After having built the T1 I decided to design and create the model that replaced it, the iconic VW T2, introduced in late 1967 and built in Germany until 1979. The T2 is also called Bay or Bay Window. I personally prefer the T2 than the T1, in my opinion the front is more appealing. My T2 is a classic single-cab pick-up in blue. The pick-up configuration was very widespread in the seventies, both in Europe and in the USA. The T2 has surely been the most loved van/pick-up by the surfers of the world. So I placed two surfboards on the load compartment and close to it I put a classic LEGO palm tree from the pirates series. My T2 has two side doors below the load compartment, which is made of wood. Two S.E.V. Marchal supplemental lights are fitted on the front bumper. These were very common in the seventies. The rear hood can be opened and you can see the classic air-cooled boxer engine. In a little toy store I found for a few Euros a tin model of VW T2 (I love old toys and tin cars/trucks); it’s identical to the one I built in LEGO and so I bought it right away and I took pictures of the two pick-up side by side. I built the T2 in may 2014.

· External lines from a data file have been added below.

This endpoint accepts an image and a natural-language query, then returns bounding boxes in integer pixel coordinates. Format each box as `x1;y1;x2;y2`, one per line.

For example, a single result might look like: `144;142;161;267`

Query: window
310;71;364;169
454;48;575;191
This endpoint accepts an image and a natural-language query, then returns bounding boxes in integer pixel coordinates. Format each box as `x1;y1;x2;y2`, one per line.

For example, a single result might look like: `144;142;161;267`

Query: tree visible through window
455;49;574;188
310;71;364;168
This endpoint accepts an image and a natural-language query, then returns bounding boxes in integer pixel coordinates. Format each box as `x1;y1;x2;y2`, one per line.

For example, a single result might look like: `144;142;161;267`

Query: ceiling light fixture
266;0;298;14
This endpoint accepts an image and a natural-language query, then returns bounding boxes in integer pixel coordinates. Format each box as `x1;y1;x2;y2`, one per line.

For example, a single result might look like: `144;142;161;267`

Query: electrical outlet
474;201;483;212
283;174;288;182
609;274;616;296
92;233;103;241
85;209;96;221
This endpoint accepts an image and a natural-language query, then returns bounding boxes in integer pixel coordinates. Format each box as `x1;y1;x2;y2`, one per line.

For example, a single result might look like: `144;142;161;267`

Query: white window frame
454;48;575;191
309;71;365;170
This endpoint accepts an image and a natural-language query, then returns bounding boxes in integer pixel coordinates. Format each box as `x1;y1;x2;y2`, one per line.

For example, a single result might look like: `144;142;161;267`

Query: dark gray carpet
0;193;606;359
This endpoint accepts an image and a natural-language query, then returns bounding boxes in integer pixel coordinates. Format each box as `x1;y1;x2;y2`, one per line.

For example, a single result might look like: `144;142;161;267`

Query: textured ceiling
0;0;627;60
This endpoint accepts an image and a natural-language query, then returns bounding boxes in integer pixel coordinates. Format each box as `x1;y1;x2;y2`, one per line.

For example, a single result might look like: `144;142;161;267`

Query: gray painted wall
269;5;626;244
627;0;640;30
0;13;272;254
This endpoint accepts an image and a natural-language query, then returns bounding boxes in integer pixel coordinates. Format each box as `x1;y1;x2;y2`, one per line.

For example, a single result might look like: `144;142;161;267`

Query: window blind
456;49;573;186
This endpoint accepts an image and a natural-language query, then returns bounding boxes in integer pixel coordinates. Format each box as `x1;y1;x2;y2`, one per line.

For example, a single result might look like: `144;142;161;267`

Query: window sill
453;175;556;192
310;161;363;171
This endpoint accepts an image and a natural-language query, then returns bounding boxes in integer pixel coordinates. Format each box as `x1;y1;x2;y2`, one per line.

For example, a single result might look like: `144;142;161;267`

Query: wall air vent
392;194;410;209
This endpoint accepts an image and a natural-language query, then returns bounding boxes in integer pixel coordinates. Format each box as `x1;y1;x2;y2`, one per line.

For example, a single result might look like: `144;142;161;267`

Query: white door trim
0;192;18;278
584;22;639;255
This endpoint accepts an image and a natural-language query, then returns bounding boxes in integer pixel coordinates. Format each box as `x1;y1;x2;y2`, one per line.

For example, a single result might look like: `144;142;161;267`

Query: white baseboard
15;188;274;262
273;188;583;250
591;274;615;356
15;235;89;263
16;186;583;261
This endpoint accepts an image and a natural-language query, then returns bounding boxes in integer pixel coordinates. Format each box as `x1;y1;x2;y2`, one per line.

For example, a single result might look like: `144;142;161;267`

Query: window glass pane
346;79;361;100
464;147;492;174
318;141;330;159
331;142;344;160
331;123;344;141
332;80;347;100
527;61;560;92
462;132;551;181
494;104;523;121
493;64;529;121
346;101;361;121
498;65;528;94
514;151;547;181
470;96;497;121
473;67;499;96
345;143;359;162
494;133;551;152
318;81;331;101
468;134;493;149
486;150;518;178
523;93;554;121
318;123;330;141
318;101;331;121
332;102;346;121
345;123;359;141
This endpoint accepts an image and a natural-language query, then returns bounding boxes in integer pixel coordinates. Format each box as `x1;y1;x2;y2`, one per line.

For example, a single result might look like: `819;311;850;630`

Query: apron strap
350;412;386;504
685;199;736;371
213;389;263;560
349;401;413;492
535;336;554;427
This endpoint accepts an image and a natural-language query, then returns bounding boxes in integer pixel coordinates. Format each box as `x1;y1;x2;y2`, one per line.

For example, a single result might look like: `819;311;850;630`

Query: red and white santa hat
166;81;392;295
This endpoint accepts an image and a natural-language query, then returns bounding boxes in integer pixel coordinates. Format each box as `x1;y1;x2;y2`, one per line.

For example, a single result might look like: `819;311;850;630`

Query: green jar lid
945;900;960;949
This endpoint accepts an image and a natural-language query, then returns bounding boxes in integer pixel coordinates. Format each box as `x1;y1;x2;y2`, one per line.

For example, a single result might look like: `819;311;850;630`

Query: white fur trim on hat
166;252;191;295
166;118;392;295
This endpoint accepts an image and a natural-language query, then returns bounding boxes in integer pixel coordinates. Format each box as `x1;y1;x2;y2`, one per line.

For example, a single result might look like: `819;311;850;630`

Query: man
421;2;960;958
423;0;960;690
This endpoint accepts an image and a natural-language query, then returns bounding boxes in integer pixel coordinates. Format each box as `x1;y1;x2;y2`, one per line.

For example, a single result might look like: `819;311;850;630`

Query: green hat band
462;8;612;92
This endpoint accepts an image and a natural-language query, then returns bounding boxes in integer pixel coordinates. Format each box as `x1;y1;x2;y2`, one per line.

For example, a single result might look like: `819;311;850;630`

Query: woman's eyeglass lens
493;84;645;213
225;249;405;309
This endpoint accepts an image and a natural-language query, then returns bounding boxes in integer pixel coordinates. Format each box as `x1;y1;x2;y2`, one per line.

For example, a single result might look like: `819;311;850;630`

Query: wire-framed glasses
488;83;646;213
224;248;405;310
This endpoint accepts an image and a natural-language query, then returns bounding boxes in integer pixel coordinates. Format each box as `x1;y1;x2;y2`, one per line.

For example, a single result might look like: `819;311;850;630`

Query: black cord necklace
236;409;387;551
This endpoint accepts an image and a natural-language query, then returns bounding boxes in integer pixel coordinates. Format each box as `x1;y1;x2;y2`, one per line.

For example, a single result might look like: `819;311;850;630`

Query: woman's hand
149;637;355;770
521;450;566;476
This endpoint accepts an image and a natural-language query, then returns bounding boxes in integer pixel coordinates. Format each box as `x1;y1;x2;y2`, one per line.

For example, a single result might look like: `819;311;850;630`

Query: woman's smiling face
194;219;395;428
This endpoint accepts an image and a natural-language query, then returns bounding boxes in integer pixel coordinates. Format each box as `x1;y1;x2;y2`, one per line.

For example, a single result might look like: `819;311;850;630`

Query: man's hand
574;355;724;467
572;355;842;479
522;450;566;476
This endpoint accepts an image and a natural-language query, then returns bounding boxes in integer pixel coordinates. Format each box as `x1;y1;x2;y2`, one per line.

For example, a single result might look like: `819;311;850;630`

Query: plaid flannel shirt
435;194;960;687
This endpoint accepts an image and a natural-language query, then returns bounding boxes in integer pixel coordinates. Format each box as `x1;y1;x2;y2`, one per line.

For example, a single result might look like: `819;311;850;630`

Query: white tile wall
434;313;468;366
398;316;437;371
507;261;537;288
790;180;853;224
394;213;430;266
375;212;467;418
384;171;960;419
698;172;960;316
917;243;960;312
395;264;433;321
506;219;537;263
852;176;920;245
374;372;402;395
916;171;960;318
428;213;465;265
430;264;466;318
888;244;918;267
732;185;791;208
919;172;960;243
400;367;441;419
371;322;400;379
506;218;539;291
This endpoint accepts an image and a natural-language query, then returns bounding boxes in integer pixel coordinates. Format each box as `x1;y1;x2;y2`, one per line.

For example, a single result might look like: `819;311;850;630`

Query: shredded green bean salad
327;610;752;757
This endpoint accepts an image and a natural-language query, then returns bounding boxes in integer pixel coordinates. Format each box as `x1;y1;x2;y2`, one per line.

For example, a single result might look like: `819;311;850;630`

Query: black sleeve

4. VW T1 Snowcat Adventuremobile

Here I am with another Bulli. This time it’s something really special.  VW vans has been a favourite of surfers, tradesmen, hippies, couriers, families and more. It has also been popular with customizers. However, few T1s have been altered quite as radically as the white one above. Here’s the story:

An Austrian engineer recently retrofitted a 1966 VW Bus Bulli T1 with late-’60s Bombardier caterpillar tracks and a DJ sound system capable of causing an avalanche… And I rebuilt it in LEGO bricks. The front doors are welded shut – cabin access is now through the sliding rear door on the passenger side – and the stock wheel wells have been filled in. They aren’t necessary anymore because the Adventuremobile isn’t riding on wheels anymore; instead, the Bulli body has been placed on the chassis of a 1960 Bombardier B01 Spurgrat snowcat. A vintage Ford of Germany Taunus V4 sends power to the left and right tracks via a transmission system that allows the van to move forward, backward, and spin on its own axis. The little machine can reach up to 30 mph (50 km/h) in the snow and when parked a DJ booth pops out of the freakin’ roof! Fresh mixes are bumped toward the crowd by way of a 1,000 watt subwoofer, 2 × 300 watt speakers, a five-channel Behringer mixer and a pair of Technic turntables. Not exactly the stuff beginners would use. Let the party begin! To build the LEGO model I started with the official LEGO set 10220, modifying it in many parts. The caterpillar tracks are made of old technic link tread; at the beginning I used black wheels for the caterpillar tracks but they were too dark and it was very difficult to distinguish them. So I changed them to light grey ones. The side doors and the rear window can be opened. Inside there’s a light grey Ford Taunus V4 engine.  I built an alpine background with snow and a snowy tree. It has been hard to take photos of the models because the white bricks I used weren’t all new and some of them were yellowed. Also the black isn’t an easy colour to shoot!  I built the Adventuremobile in October 2014.